For 9 days of festival each day a Nivedyam or a special dish sattu is prepared and offered to the goddess. General ingredients of the dishes are Corn (మొక్క జొన్నలు), Sorghum (జొన్నలు), Bajra (సజ్జలు), Black Gram (మినుములు), Bengal Gram (శనగలు), Green Gram (పెసర్లు), Ground Nuts (పల్లి), Sesame (నువ్వులు), Wheat (గోధుమలు), Rice (బియ్యము), Cashew Nut (Kaju), Jaggery (బెల్లం), Milk (పాలు) etc.

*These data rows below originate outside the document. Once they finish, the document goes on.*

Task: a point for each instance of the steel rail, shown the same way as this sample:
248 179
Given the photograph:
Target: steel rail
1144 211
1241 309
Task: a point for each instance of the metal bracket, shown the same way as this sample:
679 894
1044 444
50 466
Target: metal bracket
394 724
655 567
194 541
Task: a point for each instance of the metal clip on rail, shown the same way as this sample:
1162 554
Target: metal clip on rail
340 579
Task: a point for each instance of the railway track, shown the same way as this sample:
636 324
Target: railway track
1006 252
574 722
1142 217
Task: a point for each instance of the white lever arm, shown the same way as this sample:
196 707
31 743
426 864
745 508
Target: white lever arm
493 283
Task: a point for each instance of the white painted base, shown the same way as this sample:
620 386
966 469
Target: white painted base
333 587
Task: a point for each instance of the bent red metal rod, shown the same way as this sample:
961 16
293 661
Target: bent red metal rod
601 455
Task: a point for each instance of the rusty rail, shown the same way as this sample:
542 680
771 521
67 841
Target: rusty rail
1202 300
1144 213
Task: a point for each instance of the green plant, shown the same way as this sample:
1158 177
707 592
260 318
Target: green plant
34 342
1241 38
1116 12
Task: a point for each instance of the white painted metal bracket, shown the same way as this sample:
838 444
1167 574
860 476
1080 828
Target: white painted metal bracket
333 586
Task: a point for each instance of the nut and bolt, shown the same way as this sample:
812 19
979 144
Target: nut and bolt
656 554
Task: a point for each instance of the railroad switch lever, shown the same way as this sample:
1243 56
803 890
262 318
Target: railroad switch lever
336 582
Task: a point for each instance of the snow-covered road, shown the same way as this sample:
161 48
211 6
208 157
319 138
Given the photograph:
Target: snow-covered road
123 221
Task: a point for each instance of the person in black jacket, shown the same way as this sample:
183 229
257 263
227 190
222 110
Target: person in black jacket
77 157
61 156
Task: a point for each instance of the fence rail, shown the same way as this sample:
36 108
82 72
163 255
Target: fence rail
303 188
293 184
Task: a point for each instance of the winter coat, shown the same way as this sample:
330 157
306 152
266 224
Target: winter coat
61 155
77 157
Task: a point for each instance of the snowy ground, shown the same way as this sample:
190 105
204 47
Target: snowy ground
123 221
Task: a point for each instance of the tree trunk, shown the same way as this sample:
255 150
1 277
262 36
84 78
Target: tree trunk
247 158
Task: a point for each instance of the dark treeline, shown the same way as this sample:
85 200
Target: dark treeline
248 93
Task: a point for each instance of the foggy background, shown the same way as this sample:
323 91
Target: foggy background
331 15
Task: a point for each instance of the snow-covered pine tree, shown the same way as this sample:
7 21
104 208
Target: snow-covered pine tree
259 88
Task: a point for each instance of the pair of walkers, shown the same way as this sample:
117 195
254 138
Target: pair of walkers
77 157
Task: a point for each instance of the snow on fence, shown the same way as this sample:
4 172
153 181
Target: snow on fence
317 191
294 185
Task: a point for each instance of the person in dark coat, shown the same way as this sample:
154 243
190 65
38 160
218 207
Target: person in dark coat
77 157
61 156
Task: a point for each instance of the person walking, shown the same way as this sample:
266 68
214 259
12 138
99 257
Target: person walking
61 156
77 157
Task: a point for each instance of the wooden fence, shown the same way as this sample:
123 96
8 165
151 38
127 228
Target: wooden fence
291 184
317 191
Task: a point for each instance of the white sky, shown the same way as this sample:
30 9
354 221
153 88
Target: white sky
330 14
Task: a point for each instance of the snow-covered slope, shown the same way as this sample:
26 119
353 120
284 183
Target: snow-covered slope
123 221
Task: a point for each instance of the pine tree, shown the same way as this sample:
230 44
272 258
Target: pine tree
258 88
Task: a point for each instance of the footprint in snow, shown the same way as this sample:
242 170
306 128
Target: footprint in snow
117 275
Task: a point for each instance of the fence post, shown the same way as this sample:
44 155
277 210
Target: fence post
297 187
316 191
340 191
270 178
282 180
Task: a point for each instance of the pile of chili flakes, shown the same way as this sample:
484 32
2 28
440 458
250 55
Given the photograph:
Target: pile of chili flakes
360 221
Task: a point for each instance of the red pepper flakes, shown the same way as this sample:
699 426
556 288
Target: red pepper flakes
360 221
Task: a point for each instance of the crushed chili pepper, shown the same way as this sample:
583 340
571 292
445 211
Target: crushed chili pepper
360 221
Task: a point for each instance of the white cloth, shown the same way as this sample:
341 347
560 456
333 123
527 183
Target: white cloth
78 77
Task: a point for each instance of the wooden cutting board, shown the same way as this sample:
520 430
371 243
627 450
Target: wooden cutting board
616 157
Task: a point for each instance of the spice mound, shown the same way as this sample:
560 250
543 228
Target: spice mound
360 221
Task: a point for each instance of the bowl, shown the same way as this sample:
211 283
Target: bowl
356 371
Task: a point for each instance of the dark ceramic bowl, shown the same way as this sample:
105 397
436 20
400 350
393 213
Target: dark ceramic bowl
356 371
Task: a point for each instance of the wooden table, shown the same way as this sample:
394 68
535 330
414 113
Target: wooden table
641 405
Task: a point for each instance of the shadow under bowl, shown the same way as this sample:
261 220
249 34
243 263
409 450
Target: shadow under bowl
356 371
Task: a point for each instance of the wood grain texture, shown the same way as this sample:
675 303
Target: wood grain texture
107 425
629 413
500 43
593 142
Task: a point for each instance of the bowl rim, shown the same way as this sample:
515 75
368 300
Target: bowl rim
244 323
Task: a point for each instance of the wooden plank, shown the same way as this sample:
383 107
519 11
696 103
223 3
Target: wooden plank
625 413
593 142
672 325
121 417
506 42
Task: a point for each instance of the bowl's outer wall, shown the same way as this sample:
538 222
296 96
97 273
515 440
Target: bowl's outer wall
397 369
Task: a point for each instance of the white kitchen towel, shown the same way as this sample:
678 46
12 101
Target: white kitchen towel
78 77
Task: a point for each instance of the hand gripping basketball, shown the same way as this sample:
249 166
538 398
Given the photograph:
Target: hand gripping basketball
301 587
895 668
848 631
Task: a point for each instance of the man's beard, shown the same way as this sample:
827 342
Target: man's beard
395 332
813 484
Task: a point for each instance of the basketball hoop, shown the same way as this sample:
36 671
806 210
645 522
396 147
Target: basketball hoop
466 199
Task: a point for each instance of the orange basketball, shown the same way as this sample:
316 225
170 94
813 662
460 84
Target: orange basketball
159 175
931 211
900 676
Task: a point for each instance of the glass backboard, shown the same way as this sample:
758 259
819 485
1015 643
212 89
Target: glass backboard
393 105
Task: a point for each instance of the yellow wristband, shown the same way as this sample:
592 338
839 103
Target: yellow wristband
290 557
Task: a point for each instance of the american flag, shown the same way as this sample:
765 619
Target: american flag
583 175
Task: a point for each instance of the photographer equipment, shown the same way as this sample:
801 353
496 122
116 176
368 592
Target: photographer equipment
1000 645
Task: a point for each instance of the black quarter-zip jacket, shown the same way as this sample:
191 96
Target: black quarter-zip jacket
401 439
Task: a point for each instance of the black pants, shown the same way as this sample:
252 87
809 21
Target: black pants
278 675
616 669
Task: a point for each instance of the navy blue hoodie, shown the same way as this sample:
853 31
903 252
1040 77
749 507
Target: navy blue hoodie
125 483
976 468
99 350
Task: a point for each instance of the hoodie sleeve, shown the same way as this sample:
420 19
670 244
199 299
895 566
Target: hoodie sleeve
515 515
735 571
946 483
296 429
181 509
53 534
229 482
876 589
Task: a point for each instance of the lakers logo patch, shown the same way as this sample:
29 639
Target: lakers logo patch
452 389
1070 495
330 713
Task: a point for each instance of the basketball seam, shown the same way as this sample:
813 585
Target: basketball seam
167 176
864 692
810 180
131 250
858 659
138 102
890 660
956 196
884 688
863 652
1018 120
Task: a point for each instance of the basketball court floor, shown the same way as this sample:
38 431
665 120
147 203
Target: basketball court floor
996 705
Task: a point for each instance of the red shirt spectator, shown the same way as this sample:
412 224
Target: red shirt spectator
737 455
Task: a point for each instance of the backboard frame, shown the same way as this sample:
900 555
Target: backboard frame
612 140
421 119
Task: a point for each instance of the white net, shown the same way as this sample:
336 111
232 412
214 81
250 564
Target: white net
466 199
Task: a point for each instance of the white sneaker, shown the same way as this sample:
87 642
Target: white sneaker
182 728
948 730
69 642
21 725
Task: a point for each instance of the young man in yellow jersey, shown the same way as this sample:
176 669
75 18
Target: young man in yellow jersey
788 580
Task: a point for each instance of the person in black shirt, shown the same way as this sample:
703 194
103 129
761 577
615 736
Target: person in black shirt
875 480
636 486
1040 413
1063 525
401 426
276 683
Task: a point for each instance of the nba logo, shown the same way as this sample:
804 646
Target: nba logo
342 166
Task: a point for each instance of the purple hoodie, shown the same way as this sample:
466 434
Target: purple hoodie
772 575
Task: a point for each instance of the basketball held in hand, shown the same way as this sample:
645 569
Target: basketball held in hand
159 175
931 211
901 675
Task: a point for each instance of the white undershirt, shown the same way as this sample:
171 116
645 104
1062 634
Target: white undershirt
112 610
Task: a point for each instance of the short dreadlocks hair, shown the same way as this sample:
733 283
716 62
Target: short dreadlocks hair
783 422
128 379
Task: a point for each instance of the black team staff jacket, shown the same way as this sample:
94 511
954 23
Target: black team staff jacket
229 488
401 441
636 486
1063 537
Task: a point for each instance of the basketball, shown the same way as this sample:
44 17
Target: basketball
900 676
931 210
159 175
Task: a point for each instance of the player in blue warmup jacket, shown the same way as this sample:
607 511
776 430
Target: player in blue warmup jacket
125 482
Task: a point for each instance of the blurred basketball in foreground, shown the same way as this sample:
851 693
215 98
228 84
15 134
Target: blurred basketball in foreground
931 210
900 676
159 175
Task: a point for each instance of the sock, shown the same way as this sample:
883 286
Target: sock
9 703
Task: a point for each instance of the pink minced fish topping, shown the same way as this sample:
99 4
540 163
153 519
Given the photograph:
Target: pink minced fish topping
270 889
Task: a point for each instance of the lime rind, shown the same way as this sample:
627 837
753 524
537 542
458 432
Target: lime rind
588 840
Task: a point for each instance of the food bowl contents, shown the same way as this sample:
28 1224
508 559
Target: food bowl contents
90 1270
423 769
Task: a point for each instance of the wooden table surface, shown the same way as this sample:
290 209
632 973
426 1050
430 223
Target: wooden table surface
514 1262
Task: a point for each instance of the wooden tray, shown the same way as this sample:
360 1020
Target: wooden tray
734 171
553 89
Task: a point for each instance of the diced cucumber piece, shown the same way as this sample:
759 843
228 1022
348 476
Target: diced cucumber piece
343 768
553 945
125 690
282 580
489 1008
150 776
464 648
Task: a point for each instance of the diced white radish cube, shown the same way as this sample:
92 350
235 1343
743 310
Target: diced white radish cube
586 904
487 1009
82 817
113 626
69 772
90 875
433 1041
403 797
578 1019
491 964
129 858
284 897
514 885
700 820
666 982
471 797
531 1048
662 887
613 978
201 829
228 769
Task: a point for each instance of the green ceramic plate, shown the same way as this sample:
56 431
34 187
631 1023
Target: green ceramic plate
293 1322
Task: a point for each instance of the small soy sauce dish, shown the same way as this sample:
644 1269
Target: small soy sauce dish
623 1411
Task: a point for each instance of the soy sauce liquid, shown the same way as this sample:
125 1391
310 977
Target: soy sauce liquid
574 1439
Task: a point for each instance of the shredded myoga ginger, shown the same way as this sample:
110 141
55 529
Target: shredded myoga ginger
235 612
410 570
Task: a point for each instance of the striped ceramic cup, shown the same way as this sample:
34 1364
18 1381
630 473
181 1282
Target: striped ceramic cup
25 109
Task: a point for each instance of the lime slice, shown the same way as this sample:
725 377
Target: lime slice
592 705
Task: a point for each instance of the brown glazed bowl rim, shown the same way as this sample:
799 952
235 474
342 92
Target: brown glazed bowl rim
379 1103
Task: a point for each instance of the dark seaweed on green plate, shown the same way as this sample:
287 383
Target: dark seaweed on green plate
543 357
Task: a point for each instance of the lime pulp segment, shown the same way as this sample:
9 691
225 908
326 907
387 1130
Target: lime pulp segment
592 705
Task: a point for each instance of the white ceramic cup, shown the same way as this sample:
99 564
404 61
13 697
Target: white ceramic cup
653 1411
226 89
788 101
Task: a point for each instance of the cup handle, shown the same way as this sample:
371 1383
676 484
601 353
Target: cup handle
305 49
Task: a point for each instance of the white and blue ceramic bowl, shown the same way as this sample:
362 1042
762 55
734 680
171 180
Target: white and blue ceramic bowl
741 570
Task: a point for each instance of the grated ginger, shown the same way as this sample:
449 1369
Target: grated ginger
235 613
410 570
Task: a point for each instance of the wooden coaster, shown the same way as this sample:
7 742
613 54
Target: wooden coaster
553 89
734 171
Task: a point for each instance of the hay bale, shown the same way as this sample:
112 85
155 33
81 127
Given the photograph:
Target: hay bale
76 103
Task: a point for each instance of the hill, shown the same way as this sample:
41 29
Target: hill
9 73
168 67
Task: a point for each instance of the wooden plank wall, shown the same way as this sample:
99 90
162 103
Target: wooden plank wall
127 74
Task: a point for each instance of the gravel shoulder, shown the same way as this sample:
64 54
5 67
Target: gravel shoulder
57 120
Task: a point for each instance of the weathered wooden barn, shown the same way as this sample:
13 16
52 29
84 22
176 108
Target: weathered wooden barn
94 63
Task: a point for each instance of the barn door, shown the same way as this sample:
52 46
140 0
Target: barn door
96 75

Maleeda - a combination of Roti and Jaggery, is prepared on this day and distributed at the end of the event.

==Guinness World Records==
Bathukamma Festival organised by the state Government, have set two new Guinness World Records on 29 September 2025. The two world records for its largest Bathukamma floral decoration consist of about seven tonnes of flowers and of 63.11 feet high, 11 feet wide. The second record for the highly synchronized performance by a large number of women of 1354. Guinness World Records officials declared the performance as a world record and presented certificates to ministers Jupally Krishna Rao Rao and Seethakka. Miss World 2025 Suchata Chuangsri, Hyderabad Mayor Gadwal Vijayalaxmi and Vimalakka also graced the celebrations.